Yeah, yeah, yeah, we all like to create our fantasy MLKs. Yeah, he was a philanderer and a man who loved dirty jokes. But the Rude Pundit once talked to a friend of King's from Birmingham, and he told the Rude Pundit all about how King would take off the suit and come alone to the local barbershop, how he would hang around all afternoon, sharing, no preaching, not pretending, just sitting there on Eighth Street, like anyone else, until he went to preach at the Sixteenth Street Baptist Church.

And that's why King would fuck Bush's shit up, and the reason why Democrats oughta take a look at King beyond his having had a dream and his having been to the mountaintop and his having been assassinated. Because King knew - he fucking knew - that one thing that made him a leader of the disenfranchised is that he spoke their language. Even as those around him believed (and some still believe) that King made a mistake in his expansion of his movement, King knew that no one is truly free until we all are free. He had to bring whites into the movement on a broad basis or the fight was never going to end. He had to undercut the trump card of the powerful in their ability to divide the underclasses, and that meant owning the rhetorical God to the point that whenever God is mentioned, the automatic association is with the civil rights, economic justice, and anti-war movements (think of how successful the right is in the use of the word "Christian"). Look at the speech up there. King is not conditional here - he says, "when you are right, God will fight your battle."

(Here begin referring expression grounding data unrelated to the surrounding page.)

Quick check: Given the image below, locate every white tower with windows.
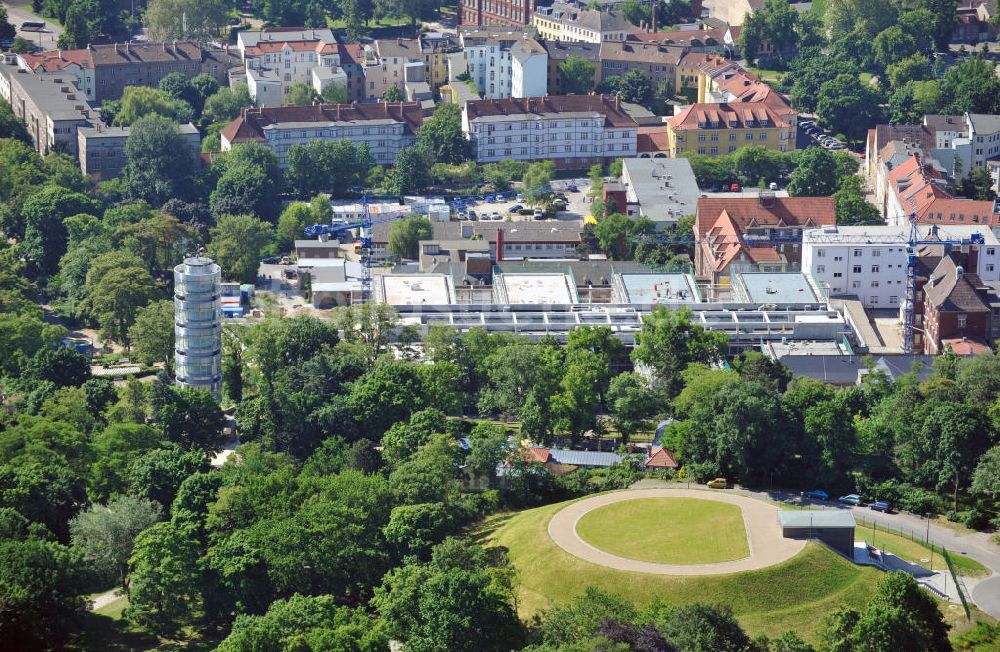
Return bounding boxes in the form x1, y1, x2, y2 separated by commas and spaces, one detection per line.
174, 256, 222, 399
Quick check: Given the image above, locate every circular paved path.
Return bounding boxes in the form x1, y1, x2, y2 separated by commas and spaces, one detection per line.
547, 488, 806, 576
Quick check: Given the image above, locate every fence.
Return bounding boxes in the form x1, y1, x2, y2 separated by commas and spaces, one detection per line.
856, 516, 972, 621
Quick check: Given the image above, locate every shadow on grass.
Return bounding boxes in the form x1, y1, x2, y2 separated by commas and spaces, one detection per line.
69, 613, 225, 651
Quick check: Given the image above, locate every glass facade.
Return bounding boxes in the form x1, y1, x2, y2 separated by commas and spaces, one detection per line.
174, 257, 222, 398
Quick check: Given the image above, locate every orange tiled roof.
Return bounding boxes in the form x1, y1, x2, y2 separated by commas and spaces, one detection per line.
637, 125, 670, 152
695, 196, 836, 235
645, 446, 679, 469
20, 49, 93, 72
667, 101, 790, 130
889, 155, 1000, 225
941, 338, 992, 355
524, 447, 551, 463
244, 40, 339, 56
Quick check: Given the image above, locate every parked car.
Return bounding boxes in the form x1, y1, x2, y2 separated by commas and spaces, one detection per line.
491, 211, 501, 220
533, 208, 544, 219
730, 183, 741, 192
509, 204, 523, 212
802, 489, 829, 501
707, 477, 730, 489
869, 501, 892, 513
838, 494, 862, 506
515, 193, 524, 202
566, 184, 578, 193
468, 210, 477, 220
484, 194, 495, 202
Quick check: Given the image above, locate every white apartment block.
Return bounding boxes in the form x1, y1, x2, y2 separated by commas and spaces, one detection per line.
220, 103, 423, 167
462, 95, 638, 167
458, 28, 547, 99
239, 29, 347, 106
532, 3, 635, 43
802, 224, 1000, 308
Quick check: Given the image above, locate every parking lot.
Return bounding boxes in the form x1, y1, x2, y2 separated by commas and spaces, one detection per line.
798, 119, 847, 151
449, 178, 591, 224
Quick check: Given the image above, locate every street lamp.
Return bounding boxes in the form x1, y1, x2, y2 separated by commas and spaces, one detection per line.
926, 512, 933, 571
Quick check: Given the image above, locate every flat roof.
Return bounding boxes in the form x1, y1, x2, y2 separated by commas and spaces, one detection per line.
501, 273, 575, 304
768, 340, 847, 357
735, 272, 820, 304
620, 273, 697, 303
622, 158, 700, 223
778, 511, 856, 529
382, 274, 452, 305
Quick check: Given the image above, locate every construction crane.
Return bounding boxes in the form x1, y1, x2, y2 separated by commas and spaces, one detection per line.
633, 213, 987, 354
303, 196, 417, 303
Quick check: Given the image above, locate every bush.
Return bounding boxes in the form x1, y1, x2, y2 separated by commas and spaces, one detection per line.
898, 488, 941, 515
960, 507, 991, 531
686, 461, 722, 483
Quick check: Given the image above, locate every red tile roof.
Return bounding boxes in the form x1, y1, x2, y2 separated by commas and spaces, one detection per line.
695, 196, 836, 235
220, 102, 425, 145
889, 154, 1000, 225
941, 338, 992, 356
244, 40, 339, 56
637, 125, 670, 152
644, 446, 678, 469
20, 49, 92, 72
667, 101, 790, 130
524, 447, 551, 463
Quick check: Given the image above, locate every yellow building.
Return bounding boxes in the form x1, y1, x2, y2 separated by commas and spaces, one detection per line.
665, 103, 794, 157
532, 2, 635, 44
419, 32, 461, 89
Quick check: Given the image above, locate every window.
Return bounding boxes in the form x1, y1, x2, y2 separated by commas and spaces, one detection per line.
852, 281, 861, 289
988, 265, 996, 272
872, 249, 881, 257
853, 265, 861, 273
729, 133, 736, 141
853, 249, 862, 257
698, 134, 706, 142
871, 281, 879, 287
958, 314, 967, 328
816, 265, 825, 273
833, 272, 842, 278
871, 296, 879, 304
816, 250, 825, 258
889, 296, 898, 304
871, 265, 879, 273
745, 133, 753, 140
988, 248, 996, 256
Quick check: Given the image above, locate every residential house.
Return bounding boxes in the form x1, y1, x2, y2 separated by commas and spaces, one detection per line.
598, 40, 684, 94
922, 252, 994, 354
77, 121, 200, 179
801, 224, 1000, 310
88, 41, 238, 102
665, 101, 794, 157
418, 32, 462, 89
953, 0, 999, 43
628, 23, 739, 55
16, 49, 95, 101
219, 102, 423, 167
458, 28, 547, 99
532, 2, 637, 43
694, 195, 837, 284
243, 39, 347, 106
462, 94, 638, 167
0, 55, 92, 157
620, 157, 700, 226
706, 0, 763, 27
883, 155, 999, 227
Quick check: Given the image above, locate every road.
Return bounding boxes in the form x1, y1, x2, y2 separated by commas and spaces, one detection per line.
2, 0, 63, 49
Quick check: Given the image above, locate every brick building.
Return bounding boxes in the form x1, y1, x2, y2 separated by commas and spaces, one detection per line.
459, 0, 540, 27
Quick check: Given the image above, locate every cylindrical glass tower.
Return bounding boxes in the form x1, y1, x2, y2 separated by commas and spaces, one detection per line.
174, 256, 222, 399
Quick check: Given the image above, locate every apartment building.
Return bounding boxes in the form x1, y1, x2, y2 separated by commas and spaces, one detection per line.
15, 41, 238, 103
665, 101, 793, 157
16, 49, 95, 101
244, 40, 347, 106
707, 0, 763, 27
532, 3, 636, 43
77, 122, 200, 180
920, 248, 997, 354
883, 155, 1000, 227
628, 24, 739, 55
599, 41, 684, 93
0, 55, 91, 157
694, 195, 837, 284
801, 224, 1000, 309
458, 28, 547, 98
462, 95, 638, 167
620, 157, 700, 226
542, 40, 601, 94
459, 0, 538, 27
88, 41, 238, 102
372, 220, 583, 263
220, 102, 423, 167
418, 32, 462, 89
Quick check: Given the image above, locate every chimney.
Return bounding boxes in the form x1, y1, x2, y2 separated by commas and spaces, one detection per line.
495, 228, 504, 262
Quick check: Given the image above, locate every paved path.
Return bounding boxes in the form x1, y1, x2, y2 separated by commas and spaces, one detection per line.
90, 588, 121, 611
2, 1, 63, 46
547, 488, 806, 576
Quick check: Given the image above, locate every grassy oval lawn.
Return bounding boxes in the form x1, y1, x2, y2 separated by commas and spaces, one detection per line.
574, 497, 750, 564
482, 498, 883, 643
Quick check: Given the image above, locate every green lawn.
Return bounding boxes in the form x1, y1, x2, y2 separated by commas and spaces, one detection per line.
480, 499, 883, 643
575, 497, 749, 564
854, 517, 989, 577
94, 595, 128, 620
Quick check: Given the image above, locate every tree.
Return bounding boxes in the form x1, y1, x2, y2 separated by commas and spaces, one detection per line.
650, 602, 754, 652
873, 26, 918, 73
971, 446, 1000, 500
20, 186, 99, 276
90, 266, 158, 348
122, 115, 197, 205
23, 345, 91, 388
159, 72, 201, 114
388, 216, 433, 260
922, 402, 992, 511
600, 69, 653, 107
523, 160, 555, 206
786, 147, 840, 197
128, 300, 176, 366
210, 142, 284, 221
126, 520, 204, 636
144, 0, 229, 40
916, 0, 957, 50
0, 539, 87, 649
834, 175, 882, 225
320, 83, 349, 104
89, 422, 163, 501
0, 102, 30, 144
0, 6, 15, 40
217, 595, 386, 651
11, 36, 33, 54
738, 0, 801, 65
886, 54, 932, 91
113, 86, 193, 127
70, 495, 162, 591
276, 202, 313, 252
383, 502, 454, 558
388, 146, 432, 195
284, 81, 320, 106
559, 56, 596, 95
607, 372, 659, 440
203, 85, 254, 125
153, 385, 226, 452
384, 84, 404, 102
127, 444, 209, 508
939, 55, 1000, 115
207, 214, 275, 283
416, 103, 471, 164
824, 0, 896, 42
632, 306, 729, 398
816, 74, 883, 142
285, 140, 370, 197
373, 538, 523, 651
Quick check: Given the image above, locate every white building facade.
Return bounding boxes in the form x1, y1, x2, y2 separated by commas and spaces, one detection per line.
802, 224, 1000, 308
243, 40, 348, 106
463, 95, 638, 167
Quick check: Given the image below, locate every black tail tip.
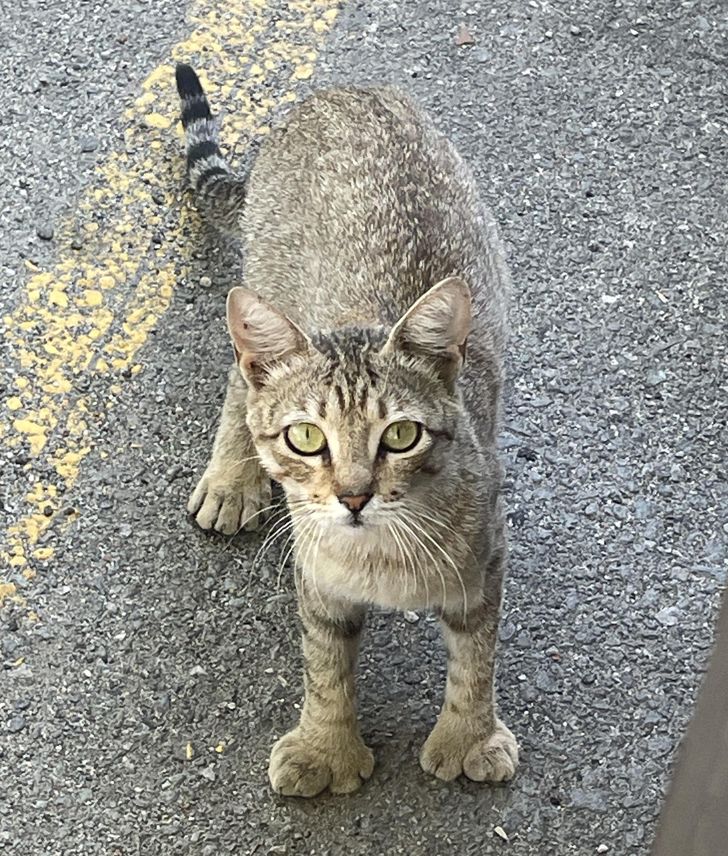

The thing is that as Democrats scramble like rutting hedgehogs on the last day of the forest fuckfest to find someone, anyone who will represent them to "the people," they'd be wise to look at how King used "God" in his speeches. See, in the Sister Pollard story, "God" for King represents the poor, the beaten, the disenfranchised, and if that God is on your side, then how can the powerful win? If someone could genuinely lasso that rhetoric and have the balls to use God against Bush in very clear, unambiguous, loud tones, then the right will be thrown into disarray - what will they have if they don't have God? Bush? Oh, fuck, they'll be running into the streets of D.C., screaming, coming up with new gods to worship. There will be blood orgies at the Watergate the likes of which that town hasn't seen since Ronald Reagan smeared himself with pig feces and demanded the cherries of a dozen College Republican girls be popped in front of him as he masturbated slowly, deliberately, eyes glazed over with mad power and semi-deified glory.

Last year, there was a near riot when President Bush dared to lay a wreath on King's grave. This year, he'll be in a far, far more controlled environment, the Kennedy Center, where the noisy, violent life of King will be reduced to a consummable, pleasant hum.